И все-таки едва ли он вспоминал в ту минуту о своем великом соотечественнике и его прославленной, хотя, быть может, до конца так и не понятой пьесе. А я с той поры все думаю: насколько же легче было Пигмалиону оживить своей любовью каменную Галатею, чем вдохнуть в нее, уже живую, человеческую душу… И я спрашиваю себя: сознаем ли мы, как велико чудо приобщения человеческого существа к миру людей? Знаем ли, что это за длинный и трудный путь — от человека к Человеку?
Но, окидывая взглядом ту огромную работу, что проделана уже учеными, изучающими слепоглухоту, и тот необозримый труд, что еще предстоит им, я не только отчетливее вижу ту нелегкую дорогу, что надлежит пройти каждому из нас, но и понимаю, что лучшего пути на свете нет.
III
Артем Анфиногенов
Космики
«Опустевшие комнаты, прелесть отъезда…»
Ничего не пойму.
Обеденный час кончился, разгар рабочего дня, а в павильоне из моих знакомых — никого.
Приборы прерывисто вздыхают и пощелкивают, отмечая падение межзвездных частиц; в паузах слышно, как переливается вода в трубах парового отопления, слабое гудение проводки. Все звуки несколько приглушены, потому что промытый коридор застлан двухцветной — красные каймы на зеленом поле — дорожкой. Обычно ее раскатывают по сигналу шефа, ожидая в институт именитых гостей, или же в торжественных случаях, под праздники. Но вряд ли могут быть гости в лаборатории Чемпалова, когда их некому принять. Вряд ли… На дворе начало апреля, праздников, следовательно, не предвидится, а вечно захламленный стол в монтажной прибран, и прутики вербы в кувшине, тоже неизвестно откуда взявшемся, розовеют почками…
Странно…
Уезжаю ни с чем.
Пять дней спустя над миром гремит имя Гагарина.
Я слышу его впервые в центре Москвы, на улице Горького.

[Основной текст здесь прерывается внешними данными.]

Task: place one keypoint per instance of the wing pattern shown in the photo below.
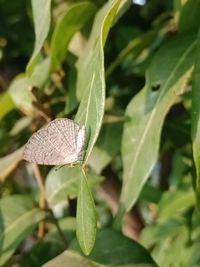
(59, 142)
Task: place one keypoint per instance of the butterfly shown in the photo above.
(60, 142)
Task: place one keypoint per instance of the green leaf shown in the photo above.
(91, 85)
(186, 21)
(195, 121)
(71, 22)
(146, 112)
(106, 147)
(86, 217)
(71, 259)
(9, 163)
(6, 104)
(51, 245)
(18, 219)
(173, 204)
(42, 18)
(110, 243)
(64, 182)
(40, 73)
(21, 95)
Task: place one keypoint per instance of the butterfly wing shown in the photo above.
(56, 143)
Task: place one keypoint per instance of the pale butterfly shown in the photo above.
(60, 142)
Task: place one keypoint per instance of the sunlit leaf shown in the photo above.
(86, 217)
(6, 104)
(145, 114)
(71, 259)
(42, 18)
(71, 22)
(121, 246)
(91, 81)
(20, 93)
(196, 119)
(64, 182)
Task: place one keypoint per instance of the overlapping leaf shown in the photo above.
(72, 21)
(42, 18)
(145, 114)
(91, 81)
(196, 119)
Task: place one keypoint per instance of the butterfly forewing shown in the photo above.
(59, 142)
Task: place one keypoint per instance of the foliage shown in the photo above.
(130, 74)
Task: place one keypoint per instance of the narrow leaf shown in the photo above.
(64, 182)
(41, 17)
(71, 259)
(18, 219)
(71, 22)
(6, 104)
(196, 119)
(113, 249)
(21, 95)
(145, 114)
(86, 217)
(9, 163)
(91, 80)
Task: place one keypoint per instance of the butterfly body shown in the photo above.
(60, 142)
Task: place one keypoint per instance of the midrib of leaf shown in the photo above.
(60, 187)
(172, 75)
(11, 226)
(82, 215)
(89, 98)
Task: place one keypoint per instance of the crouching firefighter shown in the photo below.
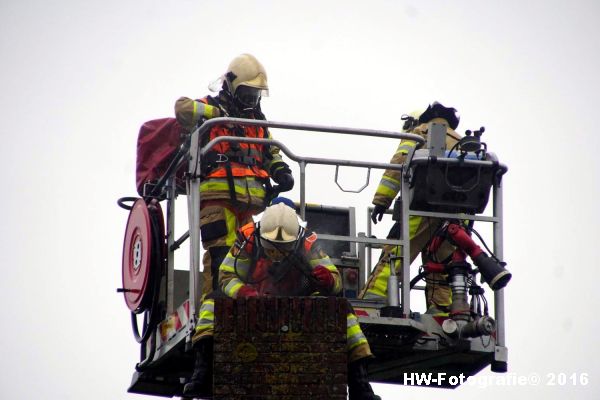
(235, 176)
(278, 257)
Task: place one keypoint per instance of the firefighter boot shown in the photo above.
(359, 387)
(200, 384)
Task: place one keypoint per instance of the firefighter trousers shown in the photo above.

Мне и в голову не приходит, что аварийно-праздничный порядок в лаборатории и ее безлюдный вид связан с этим громоподобным событием. Точнее сказать, я просто не представлял, что поиски, происходившие как бы в стороне от главных работ и у меня на глазах, так быстро сомкнутся с практикой.
Я ходил по взбудораженной столице, вглядывался в нее, вслушивался — и вдруг сверкнула в памяти чужая строчка, так хорошо рисующая далекий домик физиков: «Опустевшие комнаты, прелесть отъезда…» — и подкатила волна нежности к его хозяевам-«космикам»… Хотя, повторяю, у меня и в мыслях не было, что их час пробил.
Такое счастливое заблуждение…
Но чтобы читатель сам все увидел и понял, начну, как водится, издалека.
Начну с того, что прекрасная, в детстве выбранная профессия летчика служила мне добрую службу, когда я уже не летал. Особенно если удачный ход журналистских дел приводил меня в Арктику. Ах! Сколько удовольствий таили в себе эти быстрые, а главное — доверительные и серьезные знакомства с экипажами, уходившими в ответственные рейсы; как ладились в авиапортах отношения со всеми, кто определял диапазон, крайние пункты моих маршрутов; какое множество новостей, откровенных — душа нараспашку! — признаний выносил я из дымных аэродромных балков, когда сменные механики признавали в залетном пассажире своего, авиационного человека… Да и на островных зимовках, и на дрейфующих станциях, и в оленеводческих артелях — всюду в Арктике: стоило собеседнику узнать о твоей деловой причастности, хотя бы и в прошлом, к пилотской кабине, как разговор принимал вполне свойский характер — со всеми вытекающими отсюда последствиями.
С годами, однако, стали случаться встречи, этого внутреннего контакта, увы, не дававшие.
«81° с. ш., знакомство с обсерваторией о. Хейса, — записал я в дневнике. — Геофизический блок. Построен университетской молодежью, физиками. В нем они живут, в нем и работают — магнитологи, сейсмологи, аэрологи. В правом крыле, забронировавшись свинцом, обосновались „космики“, как зовут здесь ребят, изучающих космические лучи. По удельному весу они в обсерватории на втором месте после ракетчиков.